A custom product reference is placed (block <NUM>) into the user photograph using the marker transform for placement; the custom product reference may comprise a unique name or identifier, a geometric place holder such as a rectangle within a coordinate system, and that coordinate system transformed using the marker transform, which represents the custom manufactured product in which the user is interested.

The luminance gradient is applied (block <NUM>) to modify the luminance of the custom product to match the light gradient of the user photograph based on a point of known luminance in the user image space.

Second, the custom product is displayed (block <NUM>) using the following steps. In an embodiment, the user chooses the custom product and its attributes by interacting with the service. In an embodiment, the user's in-situ visual asset is loaded. In an embodiment, the rendering asset for the custom product is configured. In an embodiment, the custom product reference is set to the Custom Product asset.

Finally, in an embodiment, the in-situ asset is rendered and sent to the user display unit or browser.

For example, <FIG> is a block diagram that illustrates a computer system <NUM>.

The input device typically has two degrees of freedom in two axes, a first axis (e.g., x) and a second axis (e.g., y), that allows the device to specify positions in a plane.

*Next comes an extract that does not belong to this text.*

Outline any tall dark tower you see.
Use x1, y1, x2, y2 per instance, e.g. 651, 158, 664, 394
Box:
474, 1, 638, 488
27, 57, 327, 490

In the foregoing specification, embodiments of the invention have been described with reference to numerous specific details that may vary from implementation to implementation. Thus, the sole and exclusive indicator of what is the invention, and is intended by the applicants to be the invention, is the set of claims that issue from this application, in the specific form in which such claims issue, including any subsequent correction. Any definitions expressly set forth herein for terms contained in such claims shall govern the meaning of such terms as used in the claims. Hence, no limitation, element, property, feature, advantage or attribute that is not expressly recited in a claim should limit the scope of such claim in any way. The specification and drawings are, accordingly, to be regarded in an illustrative rather than a restrictive sense.

Claim 1:
A method for characterizing a user site with a marker, the method comprising:
uploading a user digital image including a marker;
filtering (<NUM>) a user image to produce a linear image so that linear features in the size range of the marker lines are left and other linear and non-linear features are filtered out;
filtering (<NUM>) the linear image into an array of pixels using a cellular automata approach;
traversing (<NUM>) the array of pixels to create a candidate connectivity graph by traversing connected pixels;
determining (<NUM>) whether the candidate connectivity graph matches a reference connectivity graph by discarding the candidate connectivity graph that do not meet one or more connectivity criteria of the reference connectivity graph, wherein metadata describe one or more reference connectivity graphs that are expected to be seen in a user's digital image, wherein linear components are arranged to form the reference connectivity graph;
in response to determining that the candidate graph matches the reference connectivity graph:
calculating (<NUM>) a marker transform which maps known nodes in the reference connectivity graph to found nodes in the matching graph;
using the marker transform to find (<NUM>) a plurality of light sampling points in the user image;
using the marker transform to find (<NUM>) a plurality of dark sampling points in the user image;
extrapolating information about the user environment to apply appropriate changes to the user digital image.